Beyond standards for data controllers

While better information provision and consultation with children on the wording of terms and conditions, and privacy notices would be useful in building up children’s agency it would mean very little unless proper investment in children’s ability to be competent, confident online actors is achieved.

This is achieved by doing more than setting standards for data controllers. It requires education at a proper level, from an early age and continuing throughout school years. Beyond the code of practice there should be a call for curriculum development that would achieve this.

The problems for children begin not at opaque wording in privacy policies but at the existence of privacy policies. Younger people appear unaware of what privacy policies are or where to find them. With a challenge such as this, it doesn’t matter how much work is put into a privacy policy that is clear for multiple reading ages if a child doesn’t know where to find a privacy policy, or to even know they should expect to see one on a service they visit, is concerning.

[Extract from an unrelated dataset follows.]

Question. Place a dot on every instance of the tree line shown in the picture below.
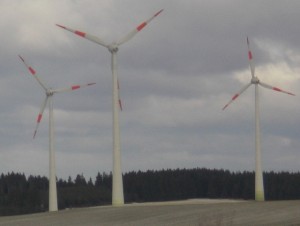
(21, 195)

The wish for greater education is evidenced also by children themselves. Consultations have shown an interest from children to learn more about how the internet and companies on the internet workThese wishes should not be set aside. 

Placing greater burdens on data controllers to operate with regard to children to one thing is a laudable outcome. Investing in educating children to gain a better understanding than their parents about the internet, the internet economy, and their rights online, has the potential to change society.